Outlined in a White House statement, the new policy aims to address trade imbalances and promote reciprocity. Turkey’s revised tariff rate was described as moderate, especially when compared with higher duties exceeding 40 percent now imposed on countries such as China. Turkish officials said the relatively modest increase reflected Turkey’s “white list” status, citing balanced bilateral trade and mutual investments with the United States.

The new tariff will take effect on August 7 and is expected to raise costs for Turkish exporters entering the US market. Analysts say it could slow export growth or trigger short-term contractions in key sectors such as automotive, textiles and steel. Still, the comparatively lower rate may present an opportunity for Turkish companies to capture market share from competitors facing steeper US tariffs.

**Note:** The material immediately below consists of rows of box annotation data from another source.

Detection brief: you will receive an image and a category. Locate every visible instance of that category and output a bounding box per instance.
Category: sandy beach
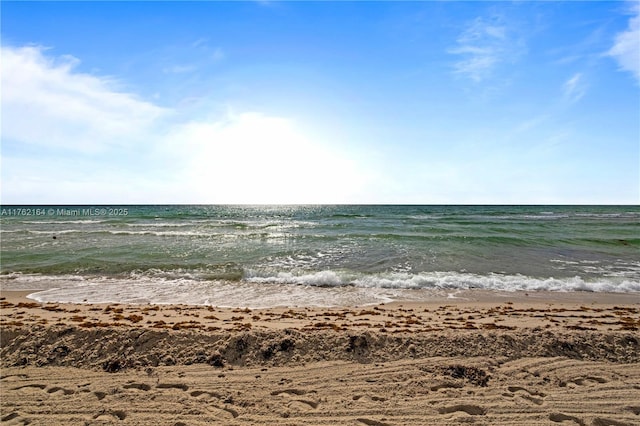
[0,292,640,426]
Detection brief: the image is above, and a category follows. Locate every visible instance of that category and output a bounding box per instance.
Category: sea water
[0,205,640,307]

In 2024 trade between the US and Turkey totaled approximately $32.58 billion, with Turkish exports accounting for around $16 billion to $17 billion, roughly 6 percent of Turkey’s total exports. June 2025 figures showed relatively balanced trade, with Turkish exports to the US totaling $1.2 billion and imports reaching $1.5 billion.

According to the Turkish Statistical Institute (TurkStat), Turkey’s main exports to the US include vehicles, automotive parts, machinery, textiles and apparel, iron and steel products and mineral fuels such as petroleum. In 2024 automotive exports were valued at approximately $1.04 billion, textiles reached $2.68 billion, and steel products also made significant contributions.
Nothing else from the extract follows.